You will find that the vast majority of outstanding invoices are either lost or are gathering dust on someone's desk. Thus, a simple telephone call to the client's accounts-payable department will determine whether your invoice is in the queue for payment. If it is not, fax a copy of your invoice to the client's accounts-payable person. Your next phone call should be no later than a couple of days after this contact. Always end each call by receiving a promise and timeline for payment.
If you have a large number of clients and an accounting department that does not have the capacity or experience to make collection calls, then you should think about employing an outside collection agency.

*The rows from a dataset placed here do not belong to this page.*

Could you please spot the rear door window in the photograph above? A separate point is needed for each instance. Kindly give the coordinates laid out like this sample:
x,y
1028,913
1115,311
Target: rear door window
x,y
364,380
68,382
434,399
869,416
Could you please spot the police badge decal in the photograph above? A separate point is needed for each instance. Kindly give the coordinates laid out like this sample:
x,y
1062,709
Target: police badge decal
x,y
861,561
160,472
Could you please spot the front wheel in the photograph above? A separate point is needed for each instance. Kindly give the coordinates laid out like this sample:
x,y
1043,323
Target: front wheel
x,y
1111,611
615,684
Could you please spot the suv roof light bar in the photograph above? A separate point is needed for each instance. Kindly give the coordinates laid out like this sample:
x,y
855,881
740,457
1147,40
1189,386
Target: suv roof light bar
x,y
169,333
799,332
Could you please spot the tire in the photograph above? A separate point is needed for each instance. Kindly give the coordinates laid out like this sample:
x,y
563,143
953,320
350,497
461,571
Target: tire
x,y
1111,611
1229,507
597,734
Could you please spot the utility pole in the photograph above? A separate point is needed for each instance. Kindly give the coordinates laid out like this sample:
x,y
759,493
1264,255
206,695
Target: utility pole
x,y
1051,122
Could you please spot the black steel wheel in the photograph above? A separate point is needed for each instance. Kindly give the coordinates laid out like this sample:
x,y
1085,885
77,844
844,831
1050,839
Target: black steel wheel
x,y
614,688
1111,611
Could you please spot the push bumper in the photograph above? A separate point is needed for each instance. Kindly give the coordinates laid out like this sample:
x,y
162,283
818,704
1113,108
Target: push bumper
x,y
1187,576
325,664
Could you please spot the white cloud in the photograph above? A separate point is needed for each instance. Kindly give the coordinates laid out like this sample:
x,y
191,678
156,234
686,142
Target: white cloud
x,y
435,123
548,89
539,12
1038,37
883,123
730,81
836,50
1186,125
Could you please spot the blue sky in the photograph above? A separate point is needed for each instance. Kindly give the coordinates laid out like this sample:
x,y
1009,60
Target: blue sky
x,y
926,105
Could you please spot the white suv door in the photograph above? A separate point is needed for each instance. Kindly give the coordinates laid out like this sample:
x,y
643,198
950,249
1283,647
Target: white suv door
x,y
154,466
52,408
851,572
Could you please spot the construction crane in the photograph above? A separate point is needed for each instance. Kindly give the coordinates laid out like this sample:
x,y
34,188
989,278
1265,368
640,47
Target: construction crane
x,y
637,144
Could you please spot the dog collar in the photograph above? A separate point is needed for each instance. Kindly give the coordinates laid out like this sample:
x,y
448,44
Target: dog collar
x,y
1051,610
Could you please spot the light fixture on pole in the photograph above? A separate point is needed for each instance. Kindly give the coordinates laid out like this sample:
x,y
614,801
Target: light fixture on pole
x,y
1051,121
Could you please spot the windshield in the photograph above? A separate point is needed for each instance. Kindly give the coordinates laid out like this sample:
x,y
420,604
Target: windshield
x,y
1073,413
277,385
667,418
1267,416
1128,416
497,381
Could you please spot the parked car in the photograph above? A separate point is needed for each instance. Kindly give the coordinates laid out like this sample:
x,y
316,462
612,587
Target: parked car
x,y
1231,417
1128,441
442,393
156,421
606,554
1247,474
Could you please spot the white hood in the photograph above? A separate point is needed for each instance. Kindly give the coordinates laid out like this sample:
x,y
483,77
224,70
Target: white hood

These agencies usually come in two forms. One offers a simple letter-writing campaign and is effective for a large population of small accounts. If you choose this kind of collection agency, have it service accounts that are more than 30 days past due. These agencies start off with a customary polite message and then send three or four letters with an increasingly stern message. If you start now, this process should pay dividends over the next two-to-three months.
The next level of collection service sometimes is referred to as hard-core collecting, whereby you engage a professional collector. The collector you choose should have experience in working with law firms and their special considerations regarding client relationships and possible malpractice claims, and in working with partners who are overly protective of their clients.
The accounts you select for this service should be significant in size relative to your firm, be more than 120 days past due or be the ones that have generally ignored prior past-due inquiries.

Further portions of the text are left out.